Há muitas pessoas nas redes sociais a gritar (figurativamente) que os seus filhos não são cobaias e que não deveriam retomar a escola antes de Setembro. Há quem diga que, mesmo que o governo prossiga com este calendário, os seus filhos não regressarão à escola. Aprofundemos o meu dilema: eu compreendo totalmente que os pais não queiram expôr os filhos à possibilidade de a) ficarem doentes e b) transportarem o vírus. Apesar dos números até agora sugerirem que as crianças não parecem ser muito afectadas e que são, maioritariamente, super spreaders, todos os casos que já vi/ouvi/li de pessoas aparentemente saudáveis que acabaram numa unidade de cuidados intensivos não me deixam descansada. Por outro lado, este confinamento já deu os resultados que tinha a dar: não esgotar as capacidades do sistema nacional de saúde e fazer todos ganhar tempo nesta corrida contra o tempo para a criação de uma vacina e/ou tratamento. Foi por isso que nos fechámos em casa, não propriamente para evitar o vírus.

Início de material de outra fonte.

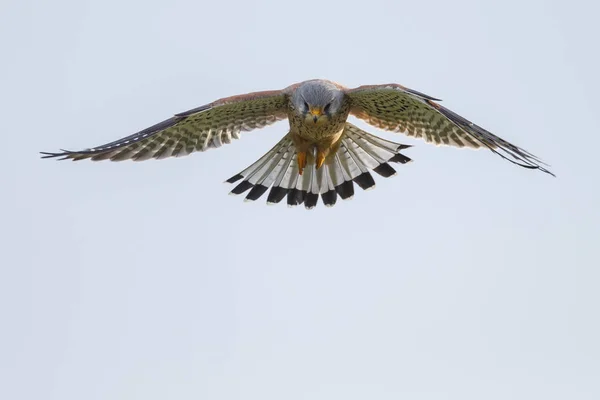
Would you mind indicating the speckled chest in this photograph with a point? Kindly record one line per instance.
(329, 127)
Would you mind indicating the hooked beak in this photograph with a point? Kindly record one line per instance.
(316, 112)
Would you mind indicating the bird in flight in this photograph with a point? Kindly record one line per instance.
(322, 154)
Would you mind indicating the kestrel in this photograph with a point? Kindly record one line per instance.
(322, 154)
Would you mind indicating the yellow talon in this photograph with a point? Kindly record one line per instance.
(320, 159)
(301, 161)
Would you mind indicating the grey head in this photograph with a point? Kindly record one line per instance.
(317, 98)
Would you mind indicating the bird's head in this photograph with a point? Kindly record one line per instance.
(317, 101)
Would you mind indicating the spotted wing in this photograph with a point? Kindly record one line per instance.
(396, 108)
(201, 128)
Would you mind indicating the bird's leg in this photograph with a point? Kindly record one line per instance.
(320, 158)
(301, 161)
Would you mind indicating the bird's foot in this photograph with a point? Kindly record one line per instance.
(320, 159)
(301, 161)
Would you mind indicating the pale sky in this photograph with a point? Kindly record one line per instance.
(463, 277)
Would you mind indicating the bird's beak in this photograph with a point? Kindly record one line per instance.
(316, 112)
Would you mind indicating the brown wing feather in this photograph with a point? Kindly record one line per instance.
(201, 128)
(396, 108)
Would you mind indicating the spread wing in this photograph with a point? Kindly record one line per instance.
(396, 108)
(201, 128)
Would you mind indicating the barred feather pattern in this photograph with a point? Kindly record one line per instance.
(358, 153)
(396, 108)
(199, 129)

E depois há outra coisa: numa situação como esta, em que os níveis de incerteza, desconhecimento e ansiedade estão a rebentar a escala, a única maneira que encontrei de manter a minha sanidade mental é confiar absolutamente na ciência e nas cabeças que nos governam*. Os governos vão errar, alguns dirão que muitos já erraram mas não há nenhum manual de gestão de uma situação como esta. O meu método é tentar ler e aprender de fontes fidedignas, observar os resultados nos outros países e ouvir atentamente as recomendações e explicações do governo luxemburguês, que aliás tem uma tarefa bem facilitada, dado o reduzido número de habitantes (já há rumores de que toda a população irá ser testada - testes normais, bem como os serológicos - , o que descansa um pouco uma pessoa como eu).

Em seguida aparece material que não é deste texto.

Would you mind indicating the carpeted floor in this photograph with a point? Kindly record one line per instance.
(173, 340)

Todos os trabalhadores da minha empresa foram postos em layoff e eu, como outras excepções, ainda escapo por estar de licença. No dia em que as escolas recomeçarem, o meu layoff torna-se uma realidade. É claro que tenho medo do futuro, especialmente porque sei que a minha empresa não poderá recuperar disto tão depressa e eu sei lá que postos de trabalho vão ser mantidos. Olho à minha volta e francamente não há grandes razões para estar optimista, excepção feita à minha família e amigos que continuam saudáveis até agora. Mas a ideia de recuperar uma nesga de normalidade para nós e para os miúdos deixou-me uma pontinha de esperança. Todos sabemos que o vírus não vai desaparecer e que há que aprender a conviver com ele. Os que defendem o regresso à escola em Setembro esperam o quê, que tudo esteja resolvido até lá?

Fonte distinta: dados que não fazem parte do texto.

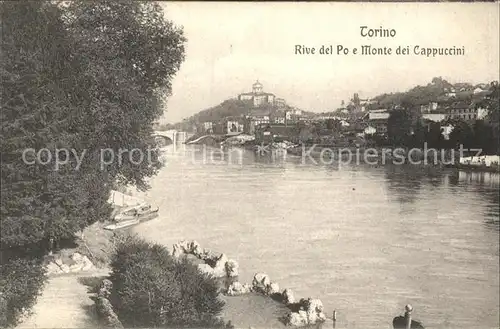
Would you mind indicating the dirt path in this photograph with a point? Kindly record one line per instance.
(65, 303)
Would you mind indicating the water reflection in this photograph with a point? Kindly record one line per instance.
(363, 239)
(403, 182)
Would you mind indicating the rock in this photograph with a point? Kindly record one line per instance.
(273, 288)
(232, 268)
(3, 311)
(87, 264)
(106, 313)
(310, 313)
(105, 288)
(205, 268)
(194, 248)
(53, 268)
(236, 289)
(261, 282)
(297, 319)
(76, 267)
(65, 268)
(77, 257)
(87, 267)
(288, 297)
(184, 246)
(220, 263)
(210, 257)
(177, 250)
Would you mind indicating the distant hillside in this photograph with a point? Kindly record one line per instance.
(229, 108)
(420, 95)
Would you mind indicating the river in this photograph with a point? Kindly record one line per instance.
(366, 240)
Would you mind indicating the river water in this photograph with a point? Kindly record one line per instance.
(366, 240)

Respiremos fundo, procuremos refúgio na ciência. Eu só posso agradecer o profundo privilégio que é poder abrandar e viver uma vida muito mais calma. No fundo, acho que eu sempre desejei isto (sem os efeitos de uma pandemia, é evidente): não ter de perder horas no trânsito, poder fazer aquelas coisas em casa que adiamos sempre porque tínhamos outros sítios onde ir, cozinhar com mais tempo e dedicar mais tempo às coisas que me dão prazer. Estou a aprender a não morrer de ansiedade por não poder controlar quase nada neste momento e então faço a única coisa que posso: aceito e espero trabalhar numa nova versão de mim mesma enquanto uma possível segunda vaga não chega.